Comme l’explique Valérie, certains parents soutiennent leur jeune en surface, sans pour autant accepter son identité. Même si leurs parents disent accepter leur transition, ils n’agissent pas en ce sens ou peuvent devenir distants. Une situation vécue difficilement par les jeunes, qui entretiennent des sentiments ambivalents à l’égard de leurs parents. 

« Ce qui m’a un peu déçue, c’est de réaliser à quel point ils ne comprenaient pas. Ils sont comme : « J’accepte ton identité de genre », mais comme, « Pourquoi il faut que tu t’habilles de cette façon-là ? » Comme ils acceptent mon identité de genre, mais ils ne voient pas pourquoi je dois changer l’usage des pronoms. » (Sophie, femme trans non binaire, 24 ans)

Dans certains cas, les parents refusent de soutenir financièrement la transition ou semblent vouloir freiner le processus.  

« J’étais prête à commencer en été, j’avais les rendez-vous avec le docteur mais là, en ce moment-là, mon père était comme : « Non, non, non. On prend une pause pis on va faire le processus de gelage [sic] de sperme », pis c’était un processus qui était plutôt pénible. » (Sophie, femme trans non binaire, 24 ans)

Pour éviter les conflits, certains jeunes se conforment aux attentes de leurs parents, par exemple en les laissant utiliser les mauvais pronoms, ou encore en évitant de parler de leur identité trans ou de leurs traitements hormonaux débutés. Ces compromis ne sont pas sans effets sur leur bien-être (évalué entre 3/10 et 8/10). 

Accompagner les parents pour mieux soutenir les jeunes

Si certains jeunes bénéficient d’un plus grand soutien parental que d’autres, ce soutien est non linéaire et peut évoluer. L’acceptation parentale est un processus de longue haleine, qui s’améliore généralement au fil du temps. Par ailleurs, un simple discours d’acceptation n’est pas suffisant : il doit s’accompagner de gestes concrets pour soutenir le jeune dans son identité de genre, comme le ou la laisser s’exprimer librement en famille, l’aider à se diriger vers les ressources appropriées, etc. 

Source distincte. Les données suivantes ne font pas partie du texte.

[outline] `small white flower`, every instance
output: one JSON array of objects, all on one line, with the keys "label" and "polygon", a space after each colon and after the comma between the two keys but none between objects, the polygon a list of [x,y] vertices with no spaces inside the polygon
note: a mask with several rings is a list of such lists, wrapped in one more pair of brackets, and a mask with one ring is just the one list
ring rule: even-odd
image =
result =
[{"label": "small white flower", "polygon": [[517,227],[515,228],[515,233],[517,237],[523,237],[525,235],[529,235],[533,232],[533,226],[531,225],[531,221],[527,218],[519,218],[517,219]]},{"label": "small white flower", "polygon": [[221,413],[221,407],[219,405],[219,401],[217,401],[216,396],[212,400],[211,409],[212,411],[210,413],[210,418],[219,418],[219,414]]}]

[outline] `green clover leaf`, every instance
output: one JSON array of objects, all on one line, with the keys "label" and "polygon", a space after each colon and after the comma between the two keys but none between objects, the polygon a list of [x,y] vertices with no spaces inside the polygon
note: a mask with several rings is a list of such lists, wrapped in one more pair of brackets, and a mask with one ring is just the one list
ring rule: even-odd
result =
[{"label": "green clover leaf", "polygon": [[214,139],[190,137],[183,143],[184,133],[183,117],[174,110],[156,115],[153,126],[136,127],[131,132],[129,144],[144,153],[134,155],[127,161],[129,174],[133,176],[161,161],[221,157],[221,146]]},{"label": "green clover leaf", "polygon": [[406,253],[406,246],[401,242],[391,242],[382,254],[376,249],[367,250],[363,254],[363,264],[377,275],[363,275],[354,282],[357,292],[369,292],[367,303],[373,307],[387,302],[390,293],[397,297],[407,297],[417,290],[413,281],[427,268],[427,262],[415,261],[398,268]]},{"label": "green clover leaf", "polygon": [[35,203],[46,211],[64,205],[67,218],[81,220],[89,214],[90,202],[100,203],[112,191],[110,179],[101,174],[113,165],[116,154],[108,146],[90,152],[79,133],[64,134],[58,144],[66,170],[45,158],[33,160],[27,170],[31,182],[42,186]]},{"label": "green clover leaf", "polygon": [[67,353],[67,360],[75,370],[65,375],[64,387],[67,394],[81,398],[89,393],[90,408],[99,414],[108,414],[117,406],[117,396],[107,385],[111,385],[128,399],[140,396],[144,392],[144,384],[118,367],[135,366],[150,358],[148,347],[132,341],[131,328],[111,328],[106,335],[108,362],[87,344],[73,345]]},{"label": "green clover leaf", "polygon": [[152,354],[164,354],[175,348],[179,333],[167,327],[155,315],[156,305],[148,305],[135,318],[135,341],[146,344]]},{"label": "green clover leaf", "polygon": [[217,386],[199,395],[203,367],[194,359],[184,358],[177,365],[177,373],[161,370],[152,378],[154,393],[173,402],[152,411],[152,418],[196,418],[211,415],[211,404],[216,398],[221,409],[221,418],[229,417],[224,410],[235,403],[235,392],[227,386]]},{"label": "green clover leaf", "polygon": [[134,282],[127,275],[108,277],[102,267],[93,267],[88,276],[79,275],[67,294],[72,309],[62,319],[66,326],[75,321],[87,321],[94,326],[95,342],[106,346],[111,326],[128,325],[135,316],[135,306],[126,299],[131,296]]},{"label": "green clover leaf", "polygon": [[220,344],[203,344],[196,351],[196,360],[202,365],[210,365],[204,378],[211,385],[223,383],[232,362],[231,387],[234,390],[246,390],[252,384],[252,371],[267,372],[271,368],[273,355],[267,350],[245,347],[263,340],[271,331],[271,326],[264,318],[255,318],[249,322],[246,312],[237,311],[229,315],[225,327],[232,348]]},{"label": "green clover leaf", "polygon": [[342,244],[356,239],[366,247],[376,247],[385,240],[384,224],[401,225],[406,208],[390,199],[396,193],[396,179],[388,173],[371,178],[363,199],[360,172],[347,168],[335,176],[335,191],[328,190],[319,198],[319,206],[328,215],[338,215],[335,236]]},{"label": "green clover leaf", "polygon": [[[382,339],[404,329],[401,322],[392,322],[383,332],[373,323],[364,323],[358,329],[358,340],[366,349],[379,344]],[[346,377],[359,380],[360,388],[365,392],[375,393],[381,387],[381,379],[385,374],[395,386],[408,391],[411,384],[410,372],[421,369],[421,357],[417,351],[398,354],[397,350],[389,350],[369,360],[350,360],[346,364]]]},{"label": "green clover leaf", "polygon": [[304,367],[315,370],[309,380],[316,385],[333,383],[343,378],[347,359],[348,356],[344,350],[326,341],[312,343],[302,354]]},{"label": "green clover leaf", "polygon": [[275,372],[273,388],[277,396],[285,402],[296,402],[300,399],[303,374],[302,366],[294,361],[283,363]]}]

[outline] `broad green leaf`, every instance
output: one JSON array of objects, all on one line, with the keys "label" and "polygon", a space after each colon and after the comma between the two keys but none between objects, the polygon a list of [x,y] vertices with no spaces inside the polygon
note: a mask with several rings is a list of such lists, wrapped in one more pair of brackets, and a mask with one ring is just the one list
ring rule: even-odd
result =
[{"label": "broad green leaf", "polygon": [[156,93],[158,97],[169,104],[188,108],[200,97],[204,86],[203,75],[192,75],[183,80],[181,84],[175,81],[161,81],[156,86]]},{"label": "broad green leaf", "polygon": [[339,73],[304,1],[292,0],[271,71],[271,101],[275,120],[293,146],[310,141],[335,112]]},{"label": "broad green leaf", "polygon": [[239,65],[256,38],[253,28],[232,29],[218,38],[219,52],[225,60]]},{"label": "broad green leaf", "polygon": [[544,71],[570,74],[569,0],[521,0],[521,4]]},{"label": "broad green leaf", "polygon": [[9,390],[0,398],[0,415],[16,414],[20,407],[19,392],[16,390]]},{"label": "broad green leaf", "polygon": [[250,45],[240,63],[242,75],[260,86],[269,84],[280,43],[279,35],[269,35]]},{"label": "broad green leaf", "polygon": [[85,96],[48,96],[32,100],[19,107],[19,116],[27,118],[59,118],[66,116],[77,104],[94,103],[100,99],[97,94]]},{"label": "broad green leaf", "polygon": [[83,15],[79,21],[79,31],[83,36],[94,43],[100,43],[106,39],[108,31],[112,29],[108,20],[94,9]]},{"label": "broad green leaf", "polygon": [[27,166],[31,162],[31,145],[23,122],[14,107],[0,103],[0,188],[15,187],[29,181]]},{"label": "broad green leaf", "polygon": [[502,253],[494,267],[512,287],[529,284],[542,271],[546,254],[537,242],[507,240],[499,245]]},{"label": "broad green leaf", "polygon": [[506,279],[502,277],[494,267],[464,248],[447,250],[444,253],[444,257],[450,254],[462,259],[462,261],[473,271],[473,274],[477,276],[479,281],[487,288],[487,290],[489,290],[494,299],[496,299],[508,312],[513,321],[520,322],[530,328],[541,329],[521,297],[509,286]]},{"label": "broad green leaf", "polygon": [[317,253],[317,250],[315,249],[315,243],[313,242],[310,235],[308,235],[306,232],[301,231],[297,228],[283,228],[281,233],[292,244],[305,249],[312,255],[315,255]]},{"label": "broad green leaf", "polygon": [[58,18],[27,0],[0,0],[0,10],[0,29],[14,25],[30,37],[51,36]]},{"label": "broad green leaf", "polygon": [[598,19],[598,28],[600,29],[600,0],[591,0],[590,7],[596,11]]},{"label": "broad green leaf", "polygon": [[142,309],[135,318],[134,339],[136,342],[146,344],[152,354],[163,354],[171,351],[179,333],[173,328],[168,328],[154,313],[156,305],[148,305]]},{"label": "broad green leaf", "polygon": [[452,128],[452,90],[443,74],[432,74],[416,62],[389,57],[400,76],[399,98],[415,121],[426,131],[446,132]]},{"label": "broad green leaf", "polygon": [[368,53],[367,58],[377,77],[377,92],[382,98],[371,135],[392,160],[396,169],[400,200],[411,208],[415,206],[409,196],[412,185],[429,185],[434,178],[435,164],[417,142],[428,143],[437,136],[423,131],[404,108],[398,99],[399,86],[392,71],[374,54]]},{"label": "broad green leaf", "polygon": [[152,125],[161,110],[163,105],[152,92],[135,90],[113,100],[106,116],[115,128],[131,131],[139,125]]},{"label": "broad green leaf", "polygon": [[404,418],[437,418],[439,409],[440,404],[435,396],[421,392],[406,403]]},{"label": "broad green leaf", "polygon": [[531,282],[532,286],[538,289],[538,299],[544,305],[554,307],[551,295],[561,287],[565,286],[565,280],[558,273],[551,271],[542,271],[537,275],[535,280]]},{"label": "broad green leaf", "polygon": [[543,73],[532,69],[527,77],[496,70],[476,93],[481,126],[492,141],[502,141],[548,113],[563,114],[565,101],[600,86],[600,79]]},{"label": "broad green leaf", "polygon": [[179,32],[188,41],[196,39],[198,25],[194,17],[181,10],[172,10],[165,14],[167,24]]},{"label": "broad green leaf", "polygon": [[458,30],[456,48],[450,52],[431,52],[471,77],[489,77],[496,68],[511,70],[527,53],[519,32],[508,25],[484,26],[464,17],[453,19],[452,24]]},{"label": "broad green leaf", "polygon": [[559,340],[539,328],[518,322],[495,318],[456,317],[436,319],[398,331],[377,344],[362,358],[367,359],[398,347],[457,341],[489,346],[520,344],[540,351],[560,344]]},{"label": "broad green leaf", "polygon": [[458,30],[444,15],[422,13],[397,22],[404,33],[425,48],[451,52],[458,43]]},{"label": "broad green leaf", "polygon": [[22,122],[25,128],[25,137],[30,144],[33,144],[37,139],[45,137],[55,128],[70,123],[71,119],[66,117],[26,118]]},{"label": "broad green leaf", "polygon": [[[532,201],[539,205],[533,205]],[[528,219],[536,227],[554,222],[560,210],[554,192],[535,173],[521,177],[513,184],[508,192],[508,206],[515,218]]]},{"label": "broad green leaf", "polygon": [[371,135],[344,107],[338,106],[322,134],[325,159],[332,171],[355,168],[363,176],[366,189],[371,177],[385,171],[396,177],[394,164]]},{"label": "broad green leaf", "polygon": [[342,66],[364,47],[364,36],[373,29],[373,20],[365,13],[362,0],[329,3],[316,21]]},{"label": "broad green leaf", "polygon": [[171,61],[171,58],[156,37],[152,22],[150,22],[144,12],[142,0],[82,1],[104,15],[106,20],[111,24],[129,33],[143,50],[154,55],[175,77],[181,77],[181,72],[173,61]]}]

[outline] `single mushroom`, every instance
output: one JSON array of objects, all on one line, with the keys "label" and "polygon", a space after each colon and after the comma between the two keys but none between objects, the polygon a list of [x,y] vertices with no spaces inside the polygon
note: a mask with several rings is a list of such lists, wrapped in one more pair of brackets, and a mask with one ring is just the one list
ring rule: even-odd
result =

Comme le soulignent les chercheurs, « les professionnel(le)s et organismes qui travaillent auprès des jeunes trans et non binaires devraient focaliser leurs interventions sur les parents et, plus globalement, les familles. » En effet, accepter son enfant de manière inconditionnelle, et ce, le plus tôt possible, diminue le risque qu’il vive des expériences plus difficiles (ex. : itinérance, problèmes de santé mentale). Pour faciliter ce processus, l’organisme Jeunes identités créatives offre du soutien et des ressources aux parents d’enfants trans et non binaires depuis 2013. 


[1] Personne dont l’identité de genre est masculine.